Analyzing the data (step 3)
You can use this data to produce a good set of segment mappings. I chose the method outlined here because it is relatively simple and it produces results that are optimal in one category and reasonable in others.
This analysis algorithm gives the absolute minimum necessary code reserve (given that it only creates segment mappings) and reasonable segmentation for minimizing the number of segment loads.
The algorithm works by analyzing samples in order of totalCodeReserveUsage (maximum to minimum). Within each sample segment, combinations are tried (in order of most commonly loaded segments to least commonly loaded segments). If a potential segment mapping does not cause any sample to exceed the peakCodeReserveUsage, it is accepted and the next possible mapping is tried. As a by product, the algorithm can also create the seg! and mem! resources needed to define the temporary memory reserve.
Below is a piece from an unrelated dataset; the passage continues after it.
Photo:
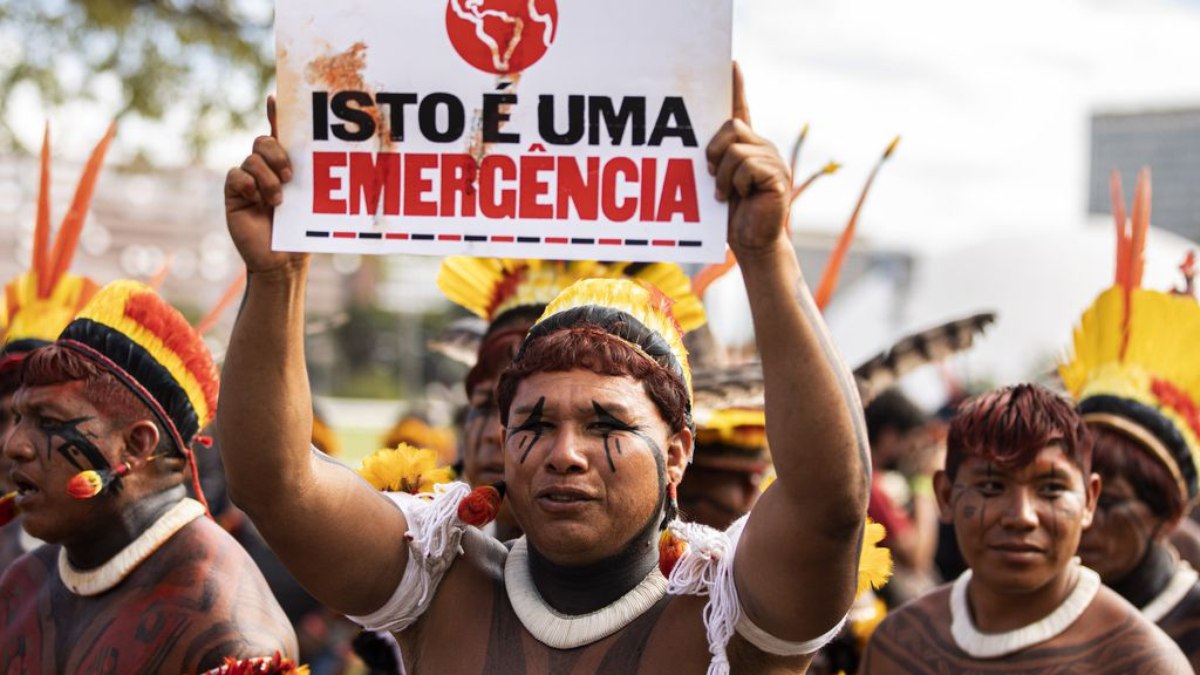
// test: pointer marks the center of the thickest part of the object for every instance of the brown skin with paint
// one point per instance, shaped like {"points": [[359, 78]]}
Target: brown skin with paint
{"points": [[796, 563], [1018, 530]]}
The following pseudo-code shows the algorithm:
FOR sampleNum := 1 TO numSamples DO
BEGIN
{sort samples from largest code reserve size to smallest}
SortSamplesByMaxCodeReserveUsageStartingWith(sampleNum);
sampleToAnalyze := dataFile.sample[sampleNum];
{Sort segment list in sample by order of }
{ maximum to minimum use}
SortSegsByMaxUseInSample(sampleToAnalyze);
FOR mapToSegNum := 1 TO numSegs DO
BEGIN
toSegment := sampleToAnalyze.segmentsLoaded[mapToSegNum];
FOR mapFromSegNum := mapToSegNum + 1 TO numSegs DO
BEGIN
fromSegment :=
sampleToAnalyze.segmentsLoaded[mapFromSegNum];
{if combining segments doesn't cause any sample to}
{exceed maxCodeReserve then do it}
{also could check 32k per segment limit}
IF CombinedSegmentsWithinMax(toSegment,fromSegment) THEN
BEGIN
{create Segment mapping}
SegmentTogether(toSegment,fromSegment);
{fix samples as totalCodeReserveUsage etc. may }
{ now be wrong}
FixDataFileToReflectMapping(toSegment,fromSegment);
END; {IF}
END; {FOR mapFromSegNum}
END; {FOR mapToSegNum}
END; {FOR sampleNum}
Conclusions
These two schemes are first attempts (by a structural engineer, not a software engineer) to design an automatic segmentation mechanism for MacApp. The statistical analysis approach is limited because it relies on the quality of its empirical rules, but will probably produce reasonable results. The time history approach will produce optimal results (judged by code reserve size) if the history is representative and still small enough that it can be practically stored on disk.
The MacApp team at Apple can surely improve upon these methods, or more likely find a better alternative. MacAppers everywhere hope it's soon.